Angela Merkel rejects urgent aid pleas by Spain and Italy

Written By Bruno Waterfield | Updated:

Pleas from Spain and Italy for urgent financial aid from the eurozone to bring down borrowing costs were dismissed by Merkel as divisions hardened on the eve of a critical summit.

Pleas from Spain and Italy for urgent financial aid from the eurozone to bring down borrowing costs were dismissed by Angela Merkel as divisions hardened on the eve of a critical summit.

Germany's chancellor angrily rejected desperate pleading by Italy and Spain as a Franco-German rift over eurozone debt sharing threatened to unravel efforts to find a fix for the single currency at a meeting of European leaders on Thursday.

Before flying to Paris last night for emergency talks with Francois Hollande, the French president, Merkel told German MPs that instead of more cash, the eurozone needed to step up debt reduction and economic reforms.

"I fear that at the summit we will talk too much about all these ideas for joint liability and too little about improved controls and structural measures," she said.

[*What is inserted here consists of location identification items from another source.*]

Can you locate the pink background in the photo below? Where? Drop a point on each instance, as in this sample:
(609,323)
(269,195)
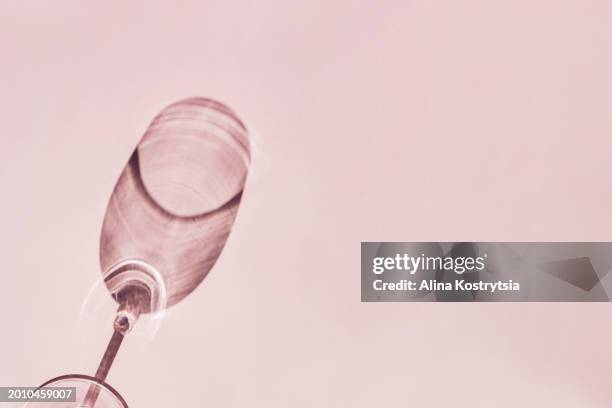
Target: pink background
(406,120)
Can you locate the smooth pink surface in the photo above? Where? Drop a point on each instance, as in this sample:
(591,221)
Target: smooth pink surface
(406,121)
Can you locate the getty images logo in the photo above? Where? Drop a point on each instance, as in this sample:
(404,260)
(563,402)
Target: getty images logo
(413,264)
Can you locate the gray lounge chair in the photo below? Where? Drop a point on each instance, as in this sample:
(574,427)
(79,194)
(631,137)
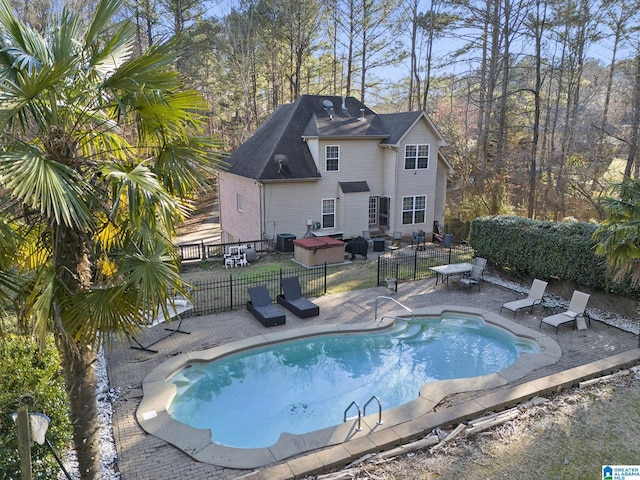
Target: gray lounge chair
(263,308)
(576,309)
(534,298)
(292,299)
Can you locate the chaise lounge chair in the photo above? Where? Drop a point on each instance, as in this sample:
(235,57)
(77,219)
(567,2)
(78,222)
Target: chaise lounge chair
(292,299)
(576,309)
(534,298)
(261,307)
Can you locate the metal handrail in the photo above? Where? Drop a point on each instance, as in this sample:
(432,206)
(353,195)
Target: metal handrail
(364,409)
(390,298)
(359,427)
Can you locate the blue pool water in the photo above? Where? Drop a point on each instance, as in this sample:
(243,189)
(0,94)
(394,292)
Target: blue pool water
(248,399)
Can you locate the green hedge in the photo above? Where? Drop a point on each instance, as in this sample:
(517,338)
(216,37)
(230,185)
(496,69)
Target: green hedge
(32,379)
(546,250)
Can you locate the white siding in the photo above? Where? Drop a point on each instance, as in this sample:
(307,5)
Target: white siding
(354,213)
(285,207)
(418,181)
(288,206)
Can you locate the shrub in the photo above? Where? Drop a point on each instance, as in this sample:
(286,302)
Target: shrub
(546,250)
(33,379)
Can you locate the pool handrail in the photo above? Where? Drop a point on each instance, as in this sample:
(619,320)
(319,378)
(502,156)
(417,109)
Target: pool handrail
(364,409)
(396,301)
(359,427)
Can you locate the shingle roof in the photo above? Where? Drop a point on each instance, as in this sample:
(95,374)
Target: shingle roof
(278,151)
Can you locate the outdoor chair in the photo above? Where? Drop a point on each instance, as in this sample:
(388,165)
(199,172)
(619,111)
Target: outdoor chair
(474,277)
(241,260)
(261,307)
(481,262)
(576,309)
(174,308)
(366,234)
(534,298)
(292,299)
(395,241)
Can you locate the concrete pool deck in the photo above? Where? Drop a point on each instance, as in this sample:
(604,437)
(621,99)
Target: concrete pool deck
(586,354)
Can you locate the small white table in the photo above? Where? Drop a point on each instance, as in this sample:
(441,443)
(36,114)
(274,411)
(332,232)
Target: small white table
(445,271)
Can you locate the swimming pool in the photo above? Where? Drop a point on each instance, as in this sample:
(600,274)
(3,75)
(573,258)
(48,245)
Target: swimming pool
(405,422)
(249,399)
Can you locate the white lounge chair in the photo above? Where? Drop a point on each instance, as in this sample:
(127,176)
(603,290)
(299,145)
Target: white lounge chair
(576,309)
(474,277)
(534,298)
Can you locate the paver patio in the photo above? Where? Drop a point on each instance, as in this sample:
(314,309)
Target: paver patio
(143,456)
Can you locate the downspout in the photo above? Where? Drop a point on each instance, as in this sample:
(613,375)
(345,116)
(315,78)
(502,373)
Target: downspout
(263,221)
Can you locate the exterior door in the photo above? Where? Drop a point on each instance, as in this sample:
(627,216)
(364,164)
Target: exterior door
(384,208)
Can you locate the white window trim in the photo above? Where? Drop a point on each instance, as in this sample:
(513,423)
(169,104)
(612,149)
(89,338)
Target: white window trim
(417,146)
(413,210)
(326,158)
(322,212)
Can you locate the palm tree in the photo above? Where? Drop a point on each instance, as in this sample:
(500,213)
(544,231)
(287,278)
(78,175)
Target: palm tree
(619,235)
(100,157)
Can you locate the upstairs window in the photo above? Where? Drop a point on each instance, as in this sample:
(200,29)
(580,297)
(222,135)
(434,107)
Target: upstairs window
(416,156)
(414,209)
(328,213)
(332,158)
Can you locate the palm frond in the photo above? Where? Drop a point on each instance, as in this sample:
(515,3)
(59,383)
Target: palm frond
(30,49)
(115,53)
(44,185)
(101,21)
(67,36)
(92,317)
(153,70)
(186,162)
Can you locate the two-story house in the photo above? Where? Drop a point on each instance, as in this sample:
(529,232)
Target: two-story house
(331,166)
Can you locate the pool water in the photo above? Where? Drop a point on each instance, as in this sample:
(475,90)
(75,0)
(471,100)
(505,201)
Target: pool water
(248,399)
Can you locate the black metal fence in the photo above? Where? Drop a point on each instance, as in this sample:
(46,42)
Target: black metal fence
(224,294)
(203,251)
(407,266)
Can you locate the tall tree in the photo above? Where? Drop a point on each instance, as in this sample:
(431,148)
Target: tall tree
(101,155)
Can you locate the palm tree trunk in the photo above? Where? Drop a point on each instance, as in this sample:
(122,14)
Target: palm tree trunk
(72,259)
(80,384)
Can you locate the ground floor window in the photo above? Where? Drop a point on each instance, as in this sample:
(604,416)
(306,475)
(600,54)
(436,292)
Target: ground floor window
(414,209)
(328,213)
(373,210)
(383,214)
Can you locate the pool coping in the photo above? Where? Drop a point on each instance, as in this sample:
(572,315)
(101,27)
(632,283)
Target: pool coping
(153,417)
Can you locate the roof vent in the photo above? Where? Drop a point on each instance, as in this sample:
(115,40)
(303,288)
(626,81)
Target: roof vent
(283,164)
(328,107)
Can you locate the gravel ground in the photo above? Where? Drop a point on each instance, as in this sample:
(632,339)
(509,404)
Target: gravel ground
(569,436)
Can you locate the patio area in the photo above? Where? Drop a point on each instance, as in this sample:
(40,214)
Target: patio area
(589,353)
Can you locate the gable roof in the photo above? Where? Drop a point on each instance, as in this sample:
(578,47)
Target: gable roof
(278,149)
(354,187)
(398,124)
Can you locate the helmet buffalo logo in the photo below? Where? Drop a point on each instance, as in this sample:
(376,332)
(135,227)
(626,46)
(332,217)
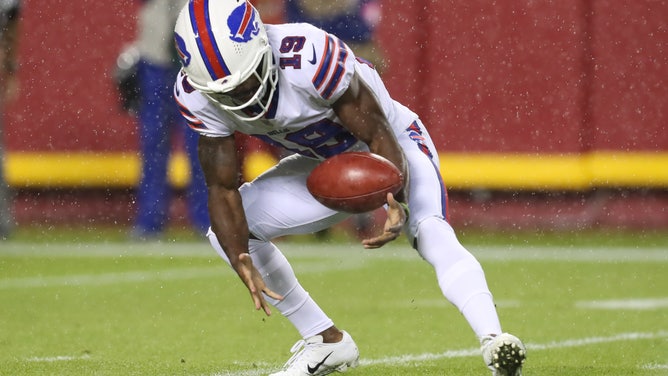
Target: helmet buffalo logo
(243,23)
(181,50)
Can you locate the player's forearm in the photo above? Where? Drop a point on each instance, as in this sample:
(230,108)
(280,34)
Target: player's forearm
(384,144)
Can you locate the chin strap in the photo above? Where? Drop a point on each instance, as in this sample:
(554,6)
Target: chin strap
(404,206)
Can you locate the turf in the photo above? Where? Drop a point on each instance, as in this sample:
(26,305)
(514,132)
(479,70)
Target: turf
(89,305)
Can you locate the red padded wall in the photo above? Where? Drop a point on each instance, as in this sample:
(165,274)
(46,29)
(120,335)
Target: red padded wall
(519,76)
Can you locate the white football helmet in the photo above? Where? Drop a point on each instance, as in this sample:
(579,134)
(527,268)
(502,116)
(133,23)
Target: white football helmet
(221,44)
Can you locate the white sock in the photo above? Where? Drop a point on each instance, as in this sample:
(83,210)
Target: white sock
(459,275)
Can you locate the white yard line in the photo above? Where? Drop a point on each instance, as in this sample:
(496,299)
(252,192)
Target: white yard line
(628,304)
(396,250)
(60,358)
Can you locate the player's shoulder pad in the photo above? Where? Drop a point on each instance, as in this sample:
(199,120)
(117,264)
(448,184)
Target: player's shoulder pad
(313,59)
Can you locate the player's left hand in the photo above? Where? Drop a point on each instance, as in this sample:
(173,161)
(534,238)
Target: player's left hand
(255,284)
(396,218)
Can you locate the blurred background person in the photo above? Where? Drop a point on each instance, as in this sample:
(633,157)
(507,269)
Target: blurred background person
(9,14)
(160,124)
(354,21)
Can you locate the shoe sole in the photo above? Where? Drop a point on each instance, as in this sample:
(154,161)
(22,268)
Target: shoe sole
(508,359)
(345,366)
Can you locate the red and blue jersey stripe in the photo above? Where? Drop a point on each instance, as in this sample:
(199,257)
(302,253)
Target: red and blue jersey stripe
(333,59)
(206,41)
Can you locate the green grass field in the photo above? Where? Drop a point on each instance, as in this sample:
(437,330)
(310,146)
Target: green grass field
(75,303)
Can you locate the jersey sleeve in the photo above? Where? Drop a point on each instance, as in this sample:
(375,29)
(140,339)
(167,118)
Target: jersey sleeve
(197,111)
(313,60)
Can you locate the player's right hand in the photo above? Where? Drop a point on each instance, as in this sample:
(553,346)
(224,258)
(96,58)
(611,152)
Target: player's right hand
(396,218)
(255,284)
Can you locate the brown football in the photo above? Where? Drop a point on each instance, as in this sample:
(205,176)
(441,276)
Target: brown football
(354,182)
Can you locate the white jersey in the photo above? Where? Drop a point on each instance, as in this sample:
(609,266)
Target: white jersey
(315,69)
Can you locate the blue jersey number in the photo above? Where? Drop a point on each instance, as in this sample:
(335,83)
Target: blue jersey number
(322,139)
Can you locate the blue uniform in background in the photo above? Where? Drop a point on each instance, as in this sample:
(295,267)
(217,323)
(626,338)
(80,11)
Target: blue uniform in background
(160,124)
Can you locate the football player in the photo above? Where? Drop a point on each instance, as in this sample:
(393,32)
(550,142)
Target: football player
(302,89)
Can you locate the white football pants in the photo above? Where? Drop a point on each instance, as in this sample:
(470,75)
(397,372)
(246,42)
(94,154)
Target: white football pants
(278,203)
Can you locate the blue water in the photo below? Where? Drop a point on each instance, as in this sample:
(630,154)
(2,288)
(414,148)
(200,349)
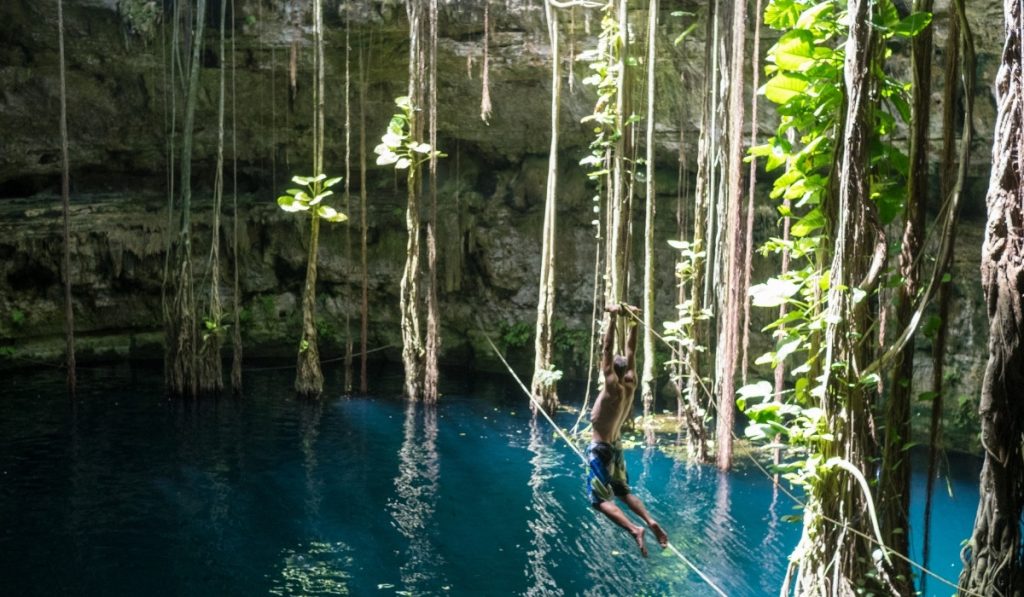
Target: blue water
(129,494)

Mariano Rajoy, the Spanish prime minister, said that he would plead with other leaders to allow euro bail-out funds or the European Central Bank to stabilise financial markets by helping to reduce borrowing costs, running at nearly 7% for Spain.

"We can't keep funding ourselves for a long time at the prices we're currently funding ourselves," he said.

"There are institutions and also financial entities that cannot access the markets. It is happening in Spain, it is happening in Italy and it is happening in other countries."

As Spain's central bank warned that recession would deepen there in the second quarter, official figures showed the government's deficit had reached 3.41% of GDP in the first five months of the year, close to its total 2012 target of 3.5%.

Mario Monti, the Italian prime minister, warned his country's MPs on Tuesday that he would block agreement at the summit unless emergency measures to reduce borrowing costs were agreed.

Yesterday Italy had to pay investors substantially higher rates of return at a short-term bond auction, reflecting investor fears that the summit would not produce satisfactory measures.

"Monti needs to go back to his parliament with a promise of EU help to reduce bond yields.

"If not he will have trouble with MPs and if there is political chaos in Italy then we're in real trouble," said a senior eurozone official.

But last night senior EU officials warned that there would be no quick summit decisions to allow bond purchases or direct recapitalisation of banks by euro bail-out funds.

For the first time in the eurozone crisis, France and Germany are at loggerheads over President Hollande's call for eurobonds to share the eurozone's debt burden, a disagreement that is paralysing decisions.

Olli Rehn, the EU's economic and monetary affairs commissioner, called for urgent action to break a new "negative spiral" in the crisis.

"We need to be ready to consider more immediate measures to stabilise financial markets, especially government bond markets," he said.